The short- and medium-term outcomes of iStent have been extensively studied; however, only few studies have investigated its long-term outcomes. Here, we assessed the long-term efficacy and safety of two iStents with concomitant cataract surgery in glaucomatous eyes while also evaluating measures of disease stability using visual field and optical coherence tomography (OCT) of the optic nerve and the macula throughout 8 years of follow-up.
This longitudinal, single-center consecutive case series included glaucomatous eyes that underwent implantation of two first-generation trabecular micro-bypass stents (iStent) with concomitant cataract surgery. Eight-year efficacy outcomes included mean intraocular pressure (IOP) and medications, as well as surgical success. Eight-year safety outcomes included best-corrected visual acuity (BCVA), visual field mean deviation (VF-MD), cup-to-disc ratio (CDR), retinal nerve fiber layer (RNFL) thickness, ganglion cell-inner plexiform layer (GC-IPL) thickness, and adverse events.
A total of 62 eyes with primary open-angle glaucoma (POAG) were included. At 8 years postoperative, IOP reduced by 26% from 19.2 ± 3.9 mmHg preoperatively to 14.2 ± 2.4 mmHg (P < 0.001), 91.1% of eyes achieved IOP ≤ 18 mmHg (vs. 51.6% preoperatively), 69.6% of eyes achieved IOP ≤ 15 mmHg (vs. 14.5% preoperatively), and 25% of eyes achieved IOP ≤ 12 mmHg (vs. 1.6% preoperatively). Medication use decreased by 17.9% from 2.8 ± 1.1 preoperatively to 2.3 ± 1.2 (P = 0.018). Surgical success was 90%, as six eyes underwent subsequent glaucoma surgeries. Safety measures of BCVA, CDR, RNFL thickness and GC-IPL thickness remained stable through 8 years postoperative. VF-MD remained stable until postoperative year 5 and subsequently progressed according to the natural history of glaucomatous disease.
Implantation of two iStents with concomitant cataract surgery is an effective and safe treatment option for surgery-naïve POAG eyes, evidenced by significant IOP and medication reductions, reasonable surgical success, and favorable safety outcomes, throughout the 8-year follow-up.

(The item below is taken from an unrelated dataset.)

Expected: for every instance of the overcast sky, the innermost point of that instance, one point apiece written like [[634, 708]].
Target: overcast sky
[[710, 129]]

Our data additionally supports the efficacy of this combined procedure in stabilizing or slowing disease progression.
iStent的短期和中期疗效已得到广泛研究;然而,仅有少数研究调查了其长期疗效。在此,我们评估了在青光眼患者眼中植入两枚iStent并同期行白内障手术的长期疗效和安全性,同时在8年的随访期间使用视野检查以及视神经和黄斑的光学相干断层扫描(OCT)评估疾病稳定性指标。

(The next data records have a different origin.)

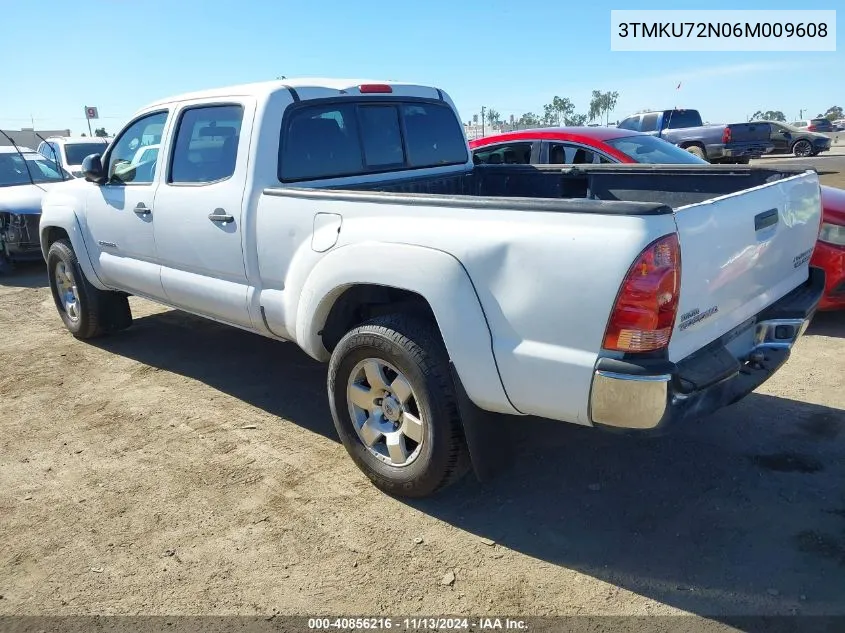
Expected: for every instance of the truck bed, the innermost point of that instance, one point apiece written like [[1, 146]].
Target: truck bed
[[624, 189]]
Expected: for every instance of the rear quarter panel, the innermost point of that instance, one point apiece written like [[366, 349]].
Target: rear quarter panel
[[546, 283]]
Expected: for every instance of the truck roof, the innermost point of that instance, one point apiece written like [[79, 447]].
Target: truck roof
[[264, 89]]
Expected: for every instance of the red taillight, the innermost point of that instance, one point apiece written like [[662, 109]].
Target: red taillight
[[644, 313], [375, 88]]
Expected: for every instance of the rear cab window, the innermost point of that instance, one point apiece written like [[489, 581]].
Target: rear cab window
[[339, 137], [675, 119]]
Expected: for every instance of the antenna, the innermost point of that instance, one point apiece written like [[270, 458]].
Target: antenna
[[55, 156], [23, 158]]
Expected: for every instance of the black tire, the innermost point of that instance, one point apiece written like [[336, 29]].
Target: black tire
[[99, 312], [414, 347], [802, 148], [695, 150]]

本纵向、单中心连续病例系列纳入了接受植入两枚第一代小梁微旁路支架(iStent)并同期行白内障手术的青光眼患者。8年的疗效指标包括平均眼压(IOP)、用药情况以及手术成功率。8年的安全性指标包括最佳矫正视力(BCVA)、视野平均偏差(VF-MD)、杯盘比(CDR)、视网膜神经纤维层(RNFL)厚度、神经节细胞-内丛状层(GC-IPL)厚度以及不良事件。

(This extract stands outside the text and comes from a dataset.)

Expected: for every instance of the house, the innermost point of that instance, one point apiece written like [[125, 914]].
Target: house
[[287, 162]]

共纳入62例原发性开角型青光眼(POAG)患者的患眼。术后8年,眼压从术前的19.2±3.9mmHg降低了26%,降至14.2±2.4mmHg(P<0.001),91.1%的患眼眼压≤18mmHg(术前为51.6%),69.6%的患眼眼压≤15mmHg(术前为14.5%),25%的患眼眼压≤12mmHg(术前为1.6%)。用药量从术前的2.8±1.1减少了17.9%,降至2.3±1.2(P=0.018)。手术成功率为90%,因为有6例患眼随后接受了青光眼手术。术后8年,BCVA、CDR、RNFL厚度和GC-IPL厚度的安全性指标保持稳定。VF-MD在术后第5年之前保持稳定,随后按照青光眼疾病的自然病程进展。
对于未经手术治疗的POAG患眼,植入两枚iStent并同期行白内障手术是一种有效且安全的治疗选择,在8年的随访期间,眼压和用药量显著降低、手术成功率合理以及安全性良好均证明了这一点。我们的数据还支持了这种联合手术在稳定或减缓疾病进展方面的疗效。